Protein Extraction and Western Blot
After lentivirus transduction for 5 days, 95D and A549 cells were harvested and lysed in 2× SDS sample buffer (10 mmol/L EDTA, 100 mmol/L Tris-HCl [pH 6.8], 4% SDS, and 10% glycine). The concentration of total protein was determined by the bicinchoninic acid assay. Quantitative 30 µg proteins were separated by polyacrylamide–SDS electrophoresis for 3 hours at 60 V and then transferred to polyvinylidene fluoride (PVDF) membranes. The membranes were blocked with 5% nonfat milk in Tris-buffered saline with 0.05% Tween for 1 hour at room temperature and then blotted with primary antibodies, including anti-ICT1 (1:1000, #AP20382b; Abgent, San Diego, CA, USA), anti-p21 (1:1000, #2947; Cell signaling, Danvers, MA, USA), anti-cyclin D1 (1:1000, 60186-1-1g; Proteintech, Chicago, IL, USA), and anti–glyceraldehyde 3-phosphate dehydrogenase (1:500 000, 10494-1-AP; Proteintech, Chicago, IL, USA) overnight at 4°C, followed by incubation with horseradish peroxidase–conjugated goat antirabbit (1:5000, Santa Cruz, SC-2054, Dallas, TX, USA) for 1 hour at room temperature. The enhanced chemiluminescence kit (Amersham, GE Healthcare Bio-Sciences, Pittsburgh, PA, USA) was used to detect the blots, according to the manufacture’s instruction. Glyceraldehyde 3-phosphate dehydrogenase was used as the internal standard.
Annexin V/7-amino-actinomycin D (7-AAD) Double-Staining Analysis
To investigate the cell apoptosis, annexin V-APC/7-AAD double staining was performed. After lentivirus infection 5 days, the 95D and A549 cells from different groups (NC, shICT1[S1], and shICT1[S2]) were reseeded in 6-cm dishes at a density of 80 000 cells/dish. After 48 hours, the cells were collected and processed using annexin V-APC/7-AAD apoptosis kit (KeyGen Biotech, Nanjing, China), according to the manufacturer’s instructions.
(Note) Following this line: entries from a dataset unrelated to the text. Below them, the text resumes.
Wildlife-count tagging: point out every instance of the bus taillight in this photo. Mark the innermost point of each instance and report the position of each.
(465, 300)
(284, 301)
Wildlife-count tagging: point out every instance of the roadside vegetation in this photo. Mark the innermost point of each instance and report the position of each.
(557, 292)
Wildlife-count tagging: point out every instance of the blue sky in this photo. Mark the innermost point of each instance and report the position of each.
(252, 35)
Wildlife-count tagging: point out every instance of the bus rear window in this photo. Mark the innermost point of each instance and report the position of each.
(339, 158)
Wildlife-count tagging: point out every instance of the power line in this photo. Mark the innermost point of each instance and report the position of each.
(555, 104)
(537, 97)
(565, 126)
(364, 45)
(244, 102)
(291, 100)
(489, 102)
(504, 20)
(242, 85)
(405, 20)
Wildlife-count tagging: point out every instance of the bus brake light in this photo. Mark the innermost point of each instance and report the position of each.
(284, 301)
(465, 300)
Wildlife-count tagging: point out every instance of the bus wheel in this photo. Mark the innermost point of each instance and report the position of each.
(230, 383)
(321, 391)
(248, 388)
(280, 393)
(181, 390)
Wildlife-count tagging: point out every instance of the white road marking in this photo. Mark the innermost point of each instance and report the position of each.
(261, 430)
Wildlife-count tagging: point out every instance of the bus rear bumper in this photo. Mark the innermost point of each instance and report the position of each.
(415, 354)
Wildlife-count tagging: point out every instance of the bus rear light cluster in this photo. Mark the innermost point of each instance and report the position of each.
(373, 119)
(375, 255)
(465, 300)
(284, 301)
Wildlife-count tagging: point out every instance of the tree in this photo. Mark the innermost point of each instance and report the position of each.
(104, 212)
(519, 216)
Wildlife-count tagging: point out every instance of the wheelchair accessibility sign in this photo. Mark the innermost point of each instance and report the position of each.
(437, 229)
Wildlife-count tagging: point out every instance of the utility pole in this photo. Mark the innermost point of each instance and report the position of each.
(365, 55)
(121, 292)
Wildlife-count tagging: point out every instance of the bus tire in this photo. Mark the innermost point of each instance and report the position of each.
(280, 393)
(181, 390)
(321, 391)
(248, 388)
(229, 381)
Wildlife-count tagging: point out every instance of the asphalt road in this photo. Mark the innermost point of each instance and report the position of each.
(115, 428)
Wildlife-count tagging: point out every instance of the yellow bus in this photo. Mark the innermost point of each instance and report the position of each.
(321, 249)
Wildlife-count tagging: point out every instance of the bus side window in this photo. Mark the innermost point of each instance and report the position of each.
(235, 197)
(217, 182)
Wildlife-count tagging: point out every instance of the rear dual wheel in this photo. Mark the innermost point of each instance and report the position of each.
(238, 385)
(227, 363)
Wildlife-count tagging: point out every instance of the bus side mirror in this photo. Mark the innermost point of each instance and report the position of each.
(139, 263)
Subsequently, cells were analyzed using a Cell Quest FACS system (BD Biosciences, San Jose, CA, USA).
Statistical Analysis
All data were analyzed by SPSS software version 10.0 (SPSS, Inc, Chicago, IL, USA) and presented as mean (standard deviation) (SD) of 3 independent experiments. Paired Student t test was used to compare differences between groups. Statistically significant differences were defined as P < .05.
Results
Immature Colon Carcinoma Transcript 1 mRNA Expression Was Overexpressed in LC
To investigate the expression levels of ICT1 in LC, we analyzed the Oncomine cancer microarray database. As shown in Figure 1A, Bhattacharjee Lung data set showed that ICT1 expression is significantly increased in lung adenocarcinoma (n = 139, P = 9.56E−4), small-cell lung carcinoma (n = 6, P = 2.90E−2), and squamous cell lung carcinoma (n = 21, P = 3.30E−2) compared with the normal tissues and was slightly upregulated in lung carcinoid tumor (n = 20). We also found that the expression level of ICT1 was also significantly higher in 3 LC types including large-cell lung carcinoma (n = 19, P = 7.41E−4), lung adenocarcinoma (n = 45, P = 2.04E−9), and squamous cell lung carcinoma (n = 27, P = 5.18E−9) than the normal tissues in Hou Lung data set (Figure 1B). Furthermore, ICT1 expression in lung adenocarcinoma tissues is remarkably upregulated as shown in 6 different microarray data sets including Beer Lung (n = 86, P = 8.81E−5), Landi Lung (n = 58, P = 2.92E−16), Okayama Lung (n = 226, P = 1.90E−8), Selamat Lung (n = 58, P = 7.84E−10), Stearman Lung (n = 20, P = 9.97E−5), and Su Lung (n = 27, P = 1.57E−4), comparing with normal lung tissues (Figure 1C–H). The above data suggested that ICT1 might play a potential carcinogenesis in LC.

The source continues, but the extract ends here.